Chester was sitting by his bed, his face a mask of exhaustion. When Eric’s eyes opened, the knight nearly fell out of his chair.

“Your Highness! You... you’re awake!”

“How long?” Eric asked, his voice a dry, rasping crack.

“Ten hours, sir. You nearly drowned. The knights had to drag you out of the rapids.”

Eric looked at the clock on the wall. “The trial. It starts in three hours.”

“Sir, you shouldn't attend,” Chester pleaded. “The doctors say you’re in no condition to leave your bed. Your mind... it’s not stable.”

“I’m attending,” Eric said, sitting up.

His eyes were no longer clouded with the fog of madness. They were clear, sharp, and filled with a lethal, icy focus. He didn't care about his health. He didn't even care about his own life. He only cared about one thing: finding the people who had dared to touch his wife.

“I’ll hunt them to the ends of the earth,” Eric whispered. “And once I’ve seen them burn, I’ll follow her. That is the only atonement I have left.”

***

The courtroom was packed. The scandal of the century had brought every noble in the capital to witness the fall of the Dowager Duchess of Brant and the Arguin heiress.

Bianca sat in the defendant's dock, her head held high. She looked around the room with a sneer. She had already talked to her lawyers. The evidence was circumstantial. The "poison" was menopause medicine. The "letters" were Madeleine’s work. She was confident she would walk out a free woman.

Beside her, Madeleine was a trembling wreck. Her father, the Marquis of Arguin, hadn't even shown up to support her. She realized, too late, that the Dowager was going to throw her to the wolves.

But Bianca wasn't thinking about Madeleine. She was thinking about the letter she had received from **Zenon**.

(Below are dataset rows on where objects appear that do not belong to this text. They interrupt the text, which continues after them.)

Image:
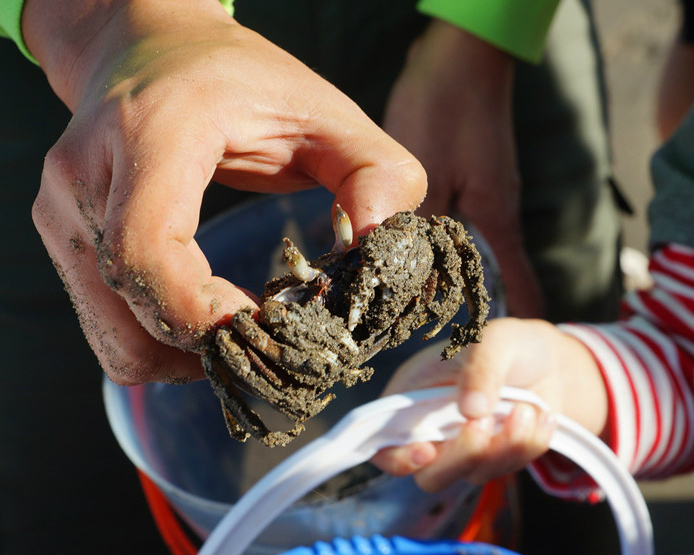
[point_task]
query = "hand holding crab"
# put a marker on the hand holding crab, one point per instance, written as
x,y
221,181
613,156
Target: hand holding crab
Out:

[The individual suspected to be the true Duke of Brant—your biological son—has been located in the North. He is ill, but alive.]

The Dowager looked at Eric as he entered the courtroom and took his seat. Her eyes flared with a murderous, visceral hatred.

*You fake,* she thought. *You pretender. Once I’m out of this cage, I’ll bring my real son home and have you executed for every year you spent in his place. I’ll make you beg for the river’s cold embrace.*

The doors at the back of the chamber flew open.

“His Imperial Majesty, the Emperor!”

The room fell into a deathly silence as the Emperor took his seat on the elevated dais. He looked down at the defendants, then at Eric, his gaze like a shard of ice.

“We will now begin the trial,” the Emperor’s voice boomed, “regarding the attempted murder and disappearance of my daughter, Princess Cornelia Odile Brant.”